È percepibile, anzitutto, il forte contrasto fra il pacato dipanarsi del testo pontificio e la concitazione delle immagini della immensa sala con i grandi della terra che faticosamente cercano di produrre un documento condiviso. Una fatica che traspare dalla bozza del testo finale, nell'imbarazzo di dovere ricorrere all'ennesimo rinvio degli impegni di riduzione delle emissioni, con il tentativo dei Paesi ricchi di compensare con trasferimenti finanziari ai Paesi più poveri il debito contratto con l'uso trasbordante delle risorse energetiche. 

C'è poi un impegno quasi rodomontesco di "tenere sotto i due gradi il riscaldamento globale", come se l'obiettivo fosse alla portata grazie alla deterministica relazione di causa ed effetto tra sforzi da compiere e risultati attesi. Nessuno, al contrario, è stato sfiorato dal dubbio che si tratti di un obiettivo raggiungibile senza sforzo attraverso il naturale evolversi di un sistema così complesso e lontano dall'essere pienamente conosciuto. 
Per fortuna il messaggio del Papa viene a dire che "la crisi ecologica non può essere valutata separatamente dalle questioni a essa collegate, essendo fortemente connessa al concetto stesso di sviluppo e alla visione dell'uomo e delle sue relazioni con i suoi simili e con il creato". Chiede di operare nientemeno che "una revisione profonda e lungimirante del modello di sviluppo". Parla inoltre di distorsioni dell'economia e dei suoi fini, di disfunzioni da correggere. 

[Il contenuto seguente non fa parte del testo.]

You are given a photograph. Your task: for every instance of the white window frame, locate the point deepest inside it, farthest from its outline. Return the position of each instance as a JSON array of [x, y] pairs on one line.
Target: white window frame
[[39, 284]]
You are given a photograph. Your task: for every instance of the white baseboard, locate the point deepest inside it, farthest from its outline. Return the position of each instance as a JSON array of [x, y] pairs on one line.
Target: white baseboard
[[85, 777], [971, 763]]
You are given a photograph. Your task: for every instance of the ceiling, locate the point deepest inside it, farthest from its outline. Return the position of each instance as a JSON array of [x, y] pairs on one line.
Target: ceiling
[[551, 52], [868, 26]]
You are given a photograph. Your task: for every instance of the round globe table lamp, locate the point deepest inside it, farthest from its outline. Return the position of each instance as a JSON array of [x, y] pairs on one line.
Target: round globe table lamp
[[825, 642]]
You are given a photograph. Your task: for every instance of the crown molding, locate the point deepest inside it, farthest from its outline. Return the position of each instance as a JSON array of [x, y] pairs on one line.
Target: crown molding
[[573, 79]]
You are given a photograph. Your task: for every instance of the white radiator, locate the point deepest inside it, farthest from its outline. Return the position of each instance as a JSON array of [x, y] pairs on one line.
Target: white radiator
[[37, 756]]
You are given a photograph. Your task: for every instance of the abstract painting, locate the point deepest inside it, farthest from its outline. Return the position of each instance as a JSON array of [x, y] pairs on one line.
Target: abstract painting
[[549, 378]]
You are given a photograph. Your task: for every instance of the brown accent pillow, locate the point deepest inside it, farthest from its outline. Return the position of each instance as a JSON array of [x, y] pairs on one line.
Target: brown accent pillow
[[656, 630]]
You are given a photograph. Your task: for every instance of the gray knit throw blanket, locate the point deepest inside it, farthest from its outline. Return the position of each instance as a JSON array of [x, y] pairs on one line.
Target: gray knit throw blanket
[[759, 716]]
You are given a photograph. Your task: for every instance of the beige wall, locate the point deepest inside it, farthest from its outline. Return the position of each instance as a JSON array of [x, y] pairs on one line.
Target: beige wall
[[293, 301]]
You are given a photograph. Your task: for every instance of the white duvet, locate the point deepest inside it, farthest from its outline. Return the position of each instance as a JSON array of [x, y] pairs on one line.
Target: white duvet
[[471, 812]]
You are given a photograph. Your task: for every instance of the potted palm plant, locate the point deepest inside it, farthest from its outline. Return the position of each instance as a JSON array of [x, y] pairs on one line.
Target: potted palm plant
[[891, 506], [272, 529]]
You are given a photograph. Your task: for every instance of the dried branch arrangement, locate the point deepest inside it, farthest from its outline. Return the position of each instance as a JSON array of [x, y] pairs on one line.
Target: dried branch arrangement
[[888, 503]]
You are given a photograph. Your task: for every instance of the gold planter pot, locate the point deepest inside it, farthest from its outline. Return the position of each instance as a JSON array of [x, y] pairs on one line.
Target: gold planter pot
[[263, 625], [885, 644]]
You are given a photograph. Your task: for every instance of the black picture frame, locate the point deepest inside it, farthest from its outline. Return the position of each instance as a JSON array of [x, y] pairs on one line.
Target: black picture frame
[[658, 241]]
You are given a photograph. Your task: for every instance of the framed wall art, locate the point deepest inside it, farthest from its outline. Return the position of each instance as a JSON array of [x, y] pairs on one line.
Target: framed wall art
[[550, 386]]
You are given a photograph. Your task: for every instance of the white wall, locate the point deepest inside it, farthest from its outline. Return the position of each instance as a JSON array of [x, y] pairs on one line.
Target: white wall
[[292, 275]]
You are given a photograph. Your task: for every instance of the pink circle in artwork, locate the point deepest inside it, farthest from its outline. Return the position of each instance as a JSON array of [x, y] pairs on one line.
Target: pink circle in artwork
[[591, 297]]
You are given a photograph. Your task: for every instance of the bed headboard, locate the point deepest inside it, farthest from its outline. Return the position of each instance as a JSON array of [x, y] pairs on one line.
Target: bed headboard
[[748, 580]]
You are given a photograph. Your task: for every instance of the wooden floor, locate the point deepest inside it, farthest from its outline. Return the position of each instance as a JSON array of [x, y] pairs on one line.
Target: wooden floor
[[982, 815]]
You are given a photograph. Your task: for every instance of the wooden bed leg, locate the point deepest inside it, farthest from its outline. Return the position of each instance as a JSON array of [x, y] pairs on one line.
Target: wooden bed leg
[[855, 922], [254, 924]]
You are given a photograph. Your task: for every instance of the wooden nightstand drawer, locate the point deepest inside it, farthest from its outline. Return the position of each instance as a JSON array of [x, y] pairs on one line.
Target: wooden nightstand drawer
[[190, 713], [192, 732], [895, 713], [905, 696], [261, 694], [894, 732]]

Ma la visione certamente originale del messaggio è che la noncuranza dell'uomo verso il creato, il saccheggio dei beni naturali, si ritorce contro lui stesso. Viene stabilito un nesso causale fra la tendenza auto distruttiva dell'uomo moderno e la sua crisi culturale e morale, che si esprime nella noncuranza verso il creato. Il Pontefice arriva a responsabilizzare i Governi per questa crisi dilagante, perché non forniscono "progetti politici lungimiranti". 
La barriera dell'utopia viene addirittura scavalcata quando il messaggio addita l'enorme responsabilità delle decisioni economiche, con le loro conseguenze di carattere morale. L'attività economica deve rispettare l'ambiente dimostrando di considerare i costi di questo rispetto. Ne scaturisce un invito alla lotta al degrado e alla promozione dello sviluppo integrale come corollario a una dimensione più ampia della solidarietà internazionale vista come condizione culturale prima che come relazione unilaterale di stampo filantropico. 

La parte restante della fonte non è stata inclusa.